RELEASE DATE: 3 October 2014

News this week that the Government is taking action against 11 councils to clamp down on the frequent publication of town hall news-sheets, has been welcomed by a journalists’ body.

The Chartered Institute of Journalists (CIoJ) has campaigned against taxpayer-funded council ‘Pravdas’ for more than six years, on the basis that they are harming local newspapers and being used for local authority propaganda purposes.

This week it was revealed that legal action could be taken in a matter of weeks if these councils fail to stop or justify actions considered not to be in compliance with the local government Publicity Code.

CIoJ member Janice Shillum Bhend campaigned against the launch of bi-monthly Waltham Forest News which, according to the then managing editor of the Guardian series of local newspapers, was instrumental in the closure of their local office and several redundancies.

She said: “We at the CIoJ are only too aware of the damage that these ‘Pravdas’ have caused to local journalism, journalists and indeed local democracy throughout the UK.
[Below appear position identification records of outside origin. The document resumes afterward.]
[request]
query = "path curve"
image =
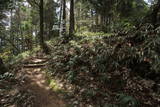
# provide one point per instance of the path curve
(35, 81)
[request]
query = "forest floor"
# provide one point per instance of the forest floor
(35, 81)
(32, 80)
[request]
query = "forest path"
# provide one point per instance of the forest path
(35, 81)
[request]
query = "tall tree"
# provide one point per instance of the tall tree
(63, 19)
(41, 25)
(72, 20)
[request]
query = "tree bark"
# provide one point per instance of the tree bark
(3, 69)
(72, 21)
(154, 13)
(41, 25)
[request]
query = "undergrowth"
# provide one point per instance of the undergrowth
(102, 68)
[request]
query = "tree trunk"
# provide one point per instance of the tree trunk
(72, 21)
(154, 13)
(3, 69)
(41, 25)
(63, 21)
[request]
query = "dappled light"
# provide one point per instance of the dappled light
(79, 53)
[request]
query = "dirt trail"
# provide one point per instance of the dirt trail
(35, 81)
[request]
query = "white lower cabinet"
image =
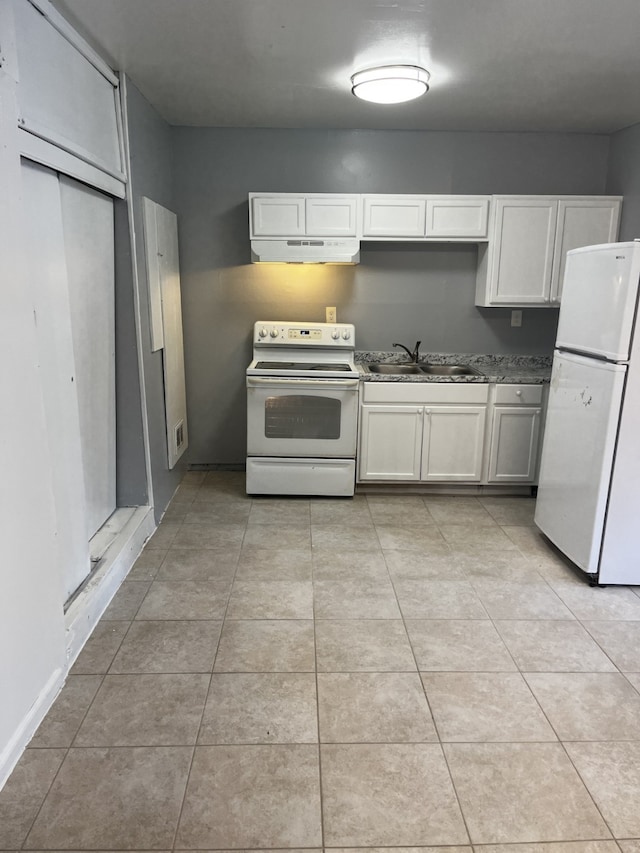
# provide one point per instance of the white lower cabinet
(515, 434)
(450, 433)
(422, 432)
(453, 438)
(390, 442)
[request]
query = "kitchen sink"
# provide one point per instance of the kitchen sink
(449, 370)
(429, 369)
(395, 369)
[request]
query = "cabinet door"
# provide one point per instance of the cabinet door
(522, 257)
(514, 450)
(394, 216)
(581, 222)
(461, 217)
(390, 443)
(452, 443)
(331, 216)
(277, 216)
“It is more than time councils were controlled and prevented from using our council taxes to tell us only what they want us to hear. Waltham Forest’s exercise in vanity publishing has cost residents in excess of £3million over the last six years.”

Formal notice letters about non-compliance have been sent to the councils. These are the first step to any legal action by the Secretary of State to require compliance with the Publicity Code, using his powers introduced by the Local Audit and Accountability Act.

The Code sets out a range of provisions on the frequency, content and appearance of taxpayer-funded news-sheets. This includes limiting publication to prevent competition with local newspapers.

The CIoJ’s campaign has been backed up by Local Government minister Kris Hopkins who said this week: “Frequent town hall free-sheets are not only a waste of taxpayers’ money but they undermine the free press. Councillors and political parties are free to campaign and put out political literature but they should not do so using taxpayers’ money.

“This is the eleventh hour for 11 councils who we consider are clearly flouting the Publicity Code. They have all now been given written notice that we are prepared to take further action against any council that undermines local democracy – whatever the political colour.”

ENDS

 

Note to Editors:

  • Link to Government announcement here: https://www.gov.uk/government/news/ministers-move-to-defend-independent-free-press

The Government is taking action against the London Boroughs of Enfield, Greenwich, Hackney, Hillingdon, Lambeth, Newham and Waltham Forest, Tower Hamlets Council in East London, as well as Luton, Medway and North Somerset councils over the frequency of their municipal newspapers.

The councils now have a fortnight to show why a legal direction the Secretary of State may choose to issue, is not necessary. Any council that does not follow any subsequent legal direction could end up facing a court order requiring compliance.

  • Formed in 1884, the Chartered Institute of Journalists (CIoJ) is the world’s oldest established professional body for journalists, and a representative voice of media and communications professionals throughout the UK and the Commonwealth.